Spotfires ignited around Marvel Stadium throughout the contest, and provided neutrals a spectacle given the Giants' lack of effort in the low-scoring, 24-point loss.

Some may argue it's a bit contrived, and there's no doubt the Giants are doing what they can to manufacture a 'real' rivalry, but it's still entertaining nonetheless.


Jack Riewoldt: Jack Riewoldt hasn't scored a goal in 95 days. Okay, perhaps that's a little cheeky, but Jack has been well off the pace since the competition's restart, and it's little wonder he has struggled and little wonder the Tigers have failed to kick more than five goals in their two matches since the resumption.

Not only was he held goalless on Thursday night against the Hawks, his stat line was ugly; from 11 touches, he went at 27 percent efficiency. Five of those touches were turnovers, two of them behinds.

As a leader of the club, the onus is on Riewoldt to get involved in the game. Push into the backline, get your hands on the footy and try to kickstart some momentum for your side. Just one of his disposals was recorded in the back half of the ground.

We know what a champion Riewoldt is; he kicked three against the Blues in Round 1, so we know he's still got it, but the Tigers need him firing if they're to mount a realistic assault at back-to-back flags.

Geelong's brain fades: Despite trailing by seven goals at stages throughout their loss to Carlton on Saturday night, it's almost hard to believe the Cats didn't walk away with the four points. A series of unGeelong-like errors cost them the match, with some big names making some big mistakes.

In the third quarter, Tom Hawkins was lining up for his first of the match, and with the ball on line, Cats ruckman Esava Ratugolea leaps in front of the goal line and fists the ball away, denying his own teammate what was a much-needed goal.

But it was in the fourth quarter that a series of unfortunate events unfolded.

Mitch Duncan missed a sitter from 10 metres out on a slight angle, Gryan Miers took a bizarre advantage call 10 metres from goal and kicked it into the path of Sam Docherty who touched the ball over the line, another Duncan shot at goal was touched, and then, most mystifying of all, Gary Ablett missed a set shot from 25 out in front with just two minutes left. It would have had his side within a goal, and who knows what could have happened.

Sometimes the footy gods just aren't on your side.

Lethargic Crows: It's hard to believe just how low the Crows have fallen since the 2017 Grand Final, when they were an offensive powerhouse averaging north of 110 points per game.

But this 2020 iteration, under the watch of new coach Matthew Nicks, might be the worst Adelaide has trotted out since the club's inception. So dire is the situation, that footy commentators and analysts scrambled to find out two things; the Crows' lowest score ever (3.6 [24] vs. St Kilda in 2011), and their lowest finish on the ladder (14th in the same year).

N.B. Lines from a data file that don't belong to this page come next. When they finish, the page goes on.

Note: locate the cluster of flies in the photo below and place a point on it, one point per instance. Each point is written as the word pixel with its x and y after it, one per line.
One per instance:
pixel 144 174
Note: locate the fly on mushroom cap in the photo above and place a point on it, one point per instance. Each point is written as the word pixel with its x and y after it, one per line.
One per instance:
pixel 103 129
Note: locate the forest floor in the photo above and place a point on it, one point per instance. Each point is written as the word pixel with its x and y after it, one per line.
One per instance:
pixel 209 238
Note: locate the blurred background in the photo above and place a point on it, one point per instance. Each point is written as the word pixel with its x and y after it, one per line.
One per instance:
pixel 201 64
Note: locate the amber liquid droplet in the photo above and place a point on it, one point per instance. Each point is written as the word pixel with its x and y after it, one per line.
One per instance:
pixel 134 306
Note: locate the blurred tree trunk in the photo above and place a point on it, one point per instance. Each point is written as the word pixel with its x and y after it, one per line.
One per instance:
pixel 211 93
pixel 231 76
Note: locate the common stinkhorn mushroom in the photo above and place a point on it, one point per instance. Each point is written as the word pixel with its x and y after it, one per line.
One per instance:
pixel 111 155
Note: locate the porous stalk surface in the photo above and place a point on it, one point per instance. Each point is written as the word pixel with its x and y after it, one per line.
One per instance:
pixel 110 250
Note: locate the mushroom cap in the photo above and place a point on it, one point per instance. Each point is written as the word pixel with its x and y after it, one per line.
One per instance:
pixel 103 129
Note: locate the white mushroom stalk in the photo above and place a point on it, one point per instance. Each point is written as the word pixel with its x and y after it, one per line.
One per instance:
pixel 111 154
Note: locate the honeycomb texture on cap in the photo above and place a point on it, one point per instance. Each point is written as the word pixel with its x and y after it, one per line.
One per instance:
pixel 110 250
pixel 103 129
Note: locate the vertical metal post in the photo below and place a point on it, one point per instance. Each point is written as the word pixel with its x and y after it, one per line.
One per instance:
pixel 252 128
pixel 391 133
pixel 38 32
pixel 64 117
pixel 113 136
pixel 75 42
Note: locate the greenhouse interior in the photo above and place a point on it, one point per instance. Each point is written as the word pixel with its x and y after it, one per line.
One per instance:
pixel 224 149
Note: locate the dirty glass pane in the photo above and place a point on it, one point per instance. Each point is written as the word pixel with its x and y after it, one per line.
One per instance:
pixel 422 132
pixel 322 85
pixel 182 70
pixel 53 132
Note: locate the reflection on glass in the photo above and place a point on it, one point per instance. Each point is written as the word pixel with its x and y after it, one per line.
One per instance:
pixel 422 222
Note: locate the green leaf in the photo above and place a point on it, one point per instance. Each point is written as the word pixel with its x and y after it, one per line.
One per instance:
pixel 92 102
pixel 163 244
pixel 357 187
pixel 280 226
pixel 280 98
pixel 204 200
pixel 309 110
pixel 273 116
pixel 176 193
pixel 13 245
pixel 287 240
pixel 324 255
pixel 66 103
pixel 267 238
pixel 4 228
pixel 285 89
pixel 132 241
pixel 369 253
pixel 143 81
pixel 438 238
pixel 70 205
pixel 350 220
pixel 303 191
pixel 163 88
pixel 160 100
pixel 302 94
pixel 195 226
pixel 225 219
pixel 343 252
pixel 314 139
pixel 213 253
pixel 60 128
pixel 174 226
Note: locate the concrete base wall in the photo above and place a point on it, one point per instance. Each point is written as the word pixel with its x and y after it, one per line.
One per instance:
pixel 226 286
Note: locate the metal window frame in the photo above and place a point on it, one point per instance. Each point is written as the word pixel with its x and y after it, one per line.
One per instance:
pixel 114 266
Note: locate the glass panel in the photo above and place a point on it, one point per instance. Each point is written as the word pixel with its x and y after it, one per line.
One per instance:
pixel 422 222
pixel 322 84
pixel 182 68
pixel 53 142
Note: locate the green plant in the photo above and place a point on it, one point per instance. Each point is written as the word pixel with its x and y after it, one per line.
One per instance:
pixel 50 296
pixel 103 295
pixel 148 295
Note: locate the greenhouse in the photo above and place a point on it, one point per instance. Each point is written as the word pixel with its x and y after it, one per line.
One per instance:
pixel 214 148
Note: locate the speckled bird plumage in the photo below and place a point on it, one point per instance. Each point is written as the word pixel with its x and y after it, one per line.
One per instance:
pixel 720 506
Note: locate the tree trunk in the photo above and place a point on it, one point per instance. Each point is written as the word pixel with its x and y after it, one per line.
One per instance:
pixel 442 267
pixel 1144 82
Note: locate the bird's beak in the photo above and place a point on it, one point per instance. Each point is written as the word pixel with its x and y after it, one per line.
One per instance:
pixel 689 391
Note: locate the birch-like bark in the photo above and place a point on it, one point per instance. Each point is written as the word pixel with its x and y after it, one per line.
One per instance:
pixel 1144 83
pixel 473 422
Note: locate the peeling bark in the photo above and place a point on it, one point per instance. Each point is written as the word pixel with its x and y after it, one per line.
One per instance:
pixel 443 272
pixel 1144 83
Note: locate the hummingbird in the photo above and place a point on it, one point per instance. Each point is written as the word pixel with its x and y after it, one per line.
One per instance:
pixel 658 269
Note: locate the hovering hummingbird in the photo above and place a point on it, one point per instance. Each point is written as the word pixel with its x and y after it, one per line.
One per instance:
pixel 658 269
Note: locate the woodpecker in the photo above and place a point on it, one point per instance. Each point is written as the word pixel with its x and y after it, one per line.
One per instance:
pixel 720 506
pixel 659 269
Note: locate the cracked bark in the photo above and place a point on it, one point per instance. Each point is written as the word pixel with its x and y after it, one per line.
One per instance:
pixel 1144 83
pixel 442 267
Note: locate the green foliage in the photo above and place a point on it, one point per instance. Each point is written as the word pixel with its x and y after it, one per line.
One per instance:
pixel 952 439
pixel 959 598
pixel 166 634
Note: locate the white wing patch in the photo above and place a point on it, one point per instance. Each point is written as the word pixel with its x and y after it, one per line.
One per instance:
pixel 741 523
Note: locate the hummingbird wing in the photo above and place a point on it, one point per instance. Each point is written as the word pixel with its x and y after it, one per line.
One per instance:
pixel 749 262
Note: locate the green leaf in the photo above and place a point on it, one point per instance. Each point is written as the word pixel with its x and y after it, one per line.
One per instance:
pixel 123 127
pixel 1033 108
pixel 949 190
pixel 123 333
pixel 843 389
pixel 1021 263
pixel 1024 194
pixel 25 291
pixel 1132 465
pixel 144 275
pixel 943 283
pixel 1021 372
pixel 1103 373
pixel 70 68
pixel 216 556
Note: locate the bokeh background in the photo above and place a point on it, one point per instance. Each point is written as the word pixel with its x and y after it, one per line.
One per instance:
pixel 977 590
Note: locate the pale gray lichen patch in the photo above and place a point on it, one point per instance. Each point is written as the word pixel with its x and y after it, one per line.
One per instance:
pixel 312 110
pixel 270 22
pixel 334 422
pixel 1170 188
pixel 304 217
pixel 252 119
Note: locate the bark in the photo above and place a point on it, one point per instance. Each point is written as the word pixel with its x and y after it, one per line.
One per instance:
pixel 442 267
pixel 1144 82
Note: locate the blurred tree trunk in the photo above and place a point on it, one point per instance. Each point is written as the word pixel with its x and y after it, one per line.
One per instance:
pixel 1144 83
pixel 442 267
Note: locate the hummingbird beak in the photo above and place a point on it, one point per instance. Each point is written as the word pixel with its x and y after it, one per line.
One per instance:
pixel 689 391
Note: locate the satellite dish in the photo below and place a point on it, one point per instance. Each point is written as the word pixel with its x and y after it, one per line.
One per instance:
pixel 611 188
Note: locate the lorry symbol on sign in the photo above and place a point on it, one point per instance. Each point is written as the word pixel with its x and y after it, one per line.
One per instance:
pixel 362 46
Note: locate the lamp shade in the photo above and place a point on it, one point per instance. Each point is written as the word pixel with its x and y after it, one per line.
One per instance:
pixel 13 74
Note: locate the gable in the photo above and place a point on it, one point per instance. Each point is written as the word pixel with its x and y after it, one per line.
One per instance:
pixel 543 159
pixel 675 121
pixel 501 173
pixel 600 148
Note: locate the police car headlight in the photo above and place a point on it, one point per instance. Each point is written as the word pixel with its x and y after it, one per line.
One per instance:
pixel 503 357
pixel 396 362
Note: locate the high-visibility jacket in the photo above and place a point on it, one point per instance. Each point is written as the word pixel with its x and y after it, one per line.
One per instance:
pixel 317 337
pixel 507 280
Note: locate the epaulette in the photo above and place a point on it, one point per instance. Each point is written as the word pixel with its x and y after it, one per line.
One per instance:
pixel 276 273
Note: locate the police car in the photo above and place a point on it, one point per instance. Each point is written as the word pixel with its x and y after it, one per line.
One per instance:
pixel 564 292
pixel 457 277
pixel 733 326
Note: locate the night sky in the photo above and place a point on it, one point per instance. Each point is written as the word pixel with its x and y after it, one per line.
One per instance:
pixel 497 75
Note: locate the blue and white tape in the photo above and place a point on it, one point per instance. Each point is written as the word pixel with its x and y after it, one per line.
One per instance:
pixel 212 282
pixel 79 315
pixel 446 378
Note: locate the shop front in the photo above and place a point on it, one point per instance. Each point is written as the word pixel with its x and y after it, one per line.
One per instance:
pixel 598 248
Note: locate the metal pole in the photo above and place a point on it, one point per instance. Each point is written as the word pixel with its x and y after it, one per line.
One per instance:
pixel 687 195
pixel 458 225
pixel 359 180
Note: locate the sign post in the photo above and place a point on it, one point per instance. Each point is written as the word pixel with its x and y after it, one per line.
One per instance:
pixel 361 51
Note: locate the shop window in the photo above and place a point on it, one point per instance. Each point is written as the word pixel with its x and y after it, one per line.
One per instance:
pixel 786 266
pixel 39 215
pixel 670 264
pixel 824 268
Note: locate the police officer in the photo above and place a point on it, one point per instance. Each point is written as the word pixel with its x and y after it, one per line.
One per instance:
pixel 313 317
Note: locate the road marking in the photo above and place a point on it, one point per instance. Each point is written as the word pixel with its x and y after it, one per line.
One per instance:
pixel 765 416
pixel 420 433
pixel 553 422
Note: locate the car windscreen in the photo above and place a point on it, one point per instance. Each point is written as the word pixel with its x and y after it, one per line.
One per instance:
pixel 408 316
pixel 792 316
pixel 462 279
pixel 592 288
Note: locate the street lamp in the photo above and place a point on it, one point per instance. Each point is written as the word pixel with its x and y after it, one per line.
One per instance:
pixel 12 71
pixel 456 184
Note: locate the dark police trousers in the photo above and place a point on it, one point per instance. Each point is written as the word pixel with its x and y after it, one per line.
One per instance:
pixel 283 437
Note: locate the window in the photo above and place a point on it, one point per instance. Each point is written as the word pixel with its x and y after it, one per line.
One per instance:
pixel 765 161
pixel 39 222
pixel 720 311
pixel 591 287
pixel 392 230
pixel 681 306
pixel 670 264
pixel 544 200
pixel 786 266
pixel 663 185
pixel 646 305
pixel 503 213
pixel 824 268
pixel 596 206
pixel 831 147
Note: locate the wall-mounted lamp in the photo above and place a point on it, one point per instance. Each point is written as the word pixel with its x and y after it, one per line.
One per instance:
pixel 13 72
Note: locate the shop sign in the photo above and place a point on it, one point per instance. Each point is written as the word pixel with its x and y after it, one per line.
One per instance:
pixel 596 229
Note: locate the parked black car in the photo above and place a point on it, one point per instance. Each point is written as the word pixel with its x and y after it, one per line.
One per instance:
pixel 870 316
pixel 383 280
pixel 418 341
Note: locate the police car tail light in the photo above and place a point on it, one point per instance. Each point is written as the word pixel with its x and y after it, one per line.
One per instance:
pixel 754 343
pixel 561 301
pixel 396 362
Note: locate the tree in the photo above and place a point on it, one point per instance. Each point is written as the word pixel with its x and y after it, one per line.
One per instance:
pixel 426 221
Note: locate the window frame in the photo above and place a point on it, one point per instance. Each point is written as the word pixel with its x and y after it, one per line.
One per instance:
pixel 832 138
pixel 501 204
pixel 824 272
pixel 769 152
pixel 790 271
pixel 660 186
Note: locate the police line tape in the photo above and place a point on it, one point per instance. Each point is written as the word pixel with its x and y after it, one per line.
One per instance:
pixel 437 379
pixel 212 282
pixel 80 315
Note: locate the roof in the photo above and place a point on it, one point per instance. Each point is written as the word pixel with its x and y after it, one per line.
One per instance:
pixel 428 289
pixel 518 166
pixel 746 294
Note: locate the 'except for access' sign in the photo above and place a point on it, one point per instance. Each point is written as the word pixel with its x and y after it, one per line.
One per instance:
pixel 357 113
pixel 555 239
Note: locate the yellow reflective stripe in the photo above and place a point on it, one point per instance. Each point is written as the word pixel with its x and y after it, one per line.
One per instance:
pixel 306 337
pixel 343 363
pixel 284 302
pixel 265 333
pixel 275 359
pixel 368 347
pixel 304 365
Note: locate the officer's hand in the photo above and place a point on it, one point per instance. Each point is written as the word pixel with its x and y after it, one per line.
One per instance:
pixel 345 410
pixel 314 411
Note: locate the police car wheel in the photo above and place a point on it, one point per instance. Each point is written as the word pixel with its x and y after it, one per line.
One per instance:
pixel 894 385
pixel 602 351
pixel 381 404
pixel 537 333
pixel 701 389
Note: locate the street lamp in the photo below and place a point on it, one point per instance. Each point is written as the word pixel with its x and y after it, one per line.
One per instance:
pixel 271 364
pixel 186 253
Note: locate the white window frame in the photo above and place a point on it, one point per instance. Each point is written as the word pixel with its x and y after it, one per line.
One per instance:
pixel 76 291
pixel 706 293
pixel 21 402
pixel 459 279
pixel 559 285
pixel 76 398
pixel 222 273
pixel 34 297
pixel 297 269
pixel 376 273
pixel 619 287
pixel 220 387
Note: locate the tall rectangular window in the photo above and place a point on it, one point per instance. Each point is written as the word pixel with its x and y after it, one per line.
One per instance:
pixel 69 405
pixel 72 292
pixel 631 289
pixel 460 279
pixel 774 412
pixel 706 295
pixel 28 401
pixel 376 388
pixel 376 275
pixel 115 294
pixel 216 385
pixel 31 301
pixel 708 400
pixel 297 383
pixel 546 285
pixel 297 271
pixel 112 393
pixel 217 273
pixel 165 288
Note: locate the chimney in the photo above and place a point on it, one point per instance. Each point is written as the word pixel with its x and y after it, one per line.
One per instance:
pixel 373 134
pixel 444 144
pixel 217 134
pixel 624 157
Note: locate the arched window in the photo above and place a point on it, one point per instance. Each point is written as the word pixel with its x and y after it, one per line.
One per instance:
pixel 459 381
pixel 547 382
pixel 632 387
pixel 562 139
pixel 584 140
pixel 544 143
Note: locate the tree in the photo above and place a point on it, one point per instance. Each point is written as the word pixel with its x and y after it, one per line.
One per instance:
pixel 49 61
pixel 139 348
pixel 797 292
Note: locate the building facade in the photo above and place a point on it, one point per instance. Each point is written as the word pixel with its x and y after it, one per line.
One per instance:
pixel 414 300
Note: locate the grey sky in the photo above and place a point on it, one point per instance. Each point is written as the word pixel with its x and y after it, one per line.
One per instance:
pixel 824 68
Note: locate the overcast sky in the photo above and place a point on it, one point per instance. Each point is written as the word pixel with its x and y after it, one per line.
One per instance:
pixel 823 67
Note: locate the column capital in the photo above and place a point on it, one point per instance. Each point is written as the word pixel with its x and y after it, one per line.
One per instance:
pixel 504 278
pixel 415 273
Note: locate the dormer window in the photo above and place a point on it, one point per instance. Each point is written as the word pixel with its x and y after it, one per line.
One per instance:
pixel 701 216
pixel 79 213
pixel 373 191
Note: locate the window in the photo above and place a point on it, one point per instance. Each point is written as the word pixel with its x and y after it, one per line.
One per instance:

They narrowly avoided posting their lowest score, managing 29 points (their second lowest ever), but there is real cause for concern that the West Lakes trophy cabinet may soon add a wooden spoon to its ranks.

What would be most disheartening to Crows fans would be that they were second to contests. The two-way running was reminiscent of a Sunday stroll. They were treated like witches hats as the Suns zipped, ran and carved their way through the middle of the ground with ease.

Don't take away from the Suns' electric play - they were very good, but the Crows were second rate. Nicks has a lot of work to do.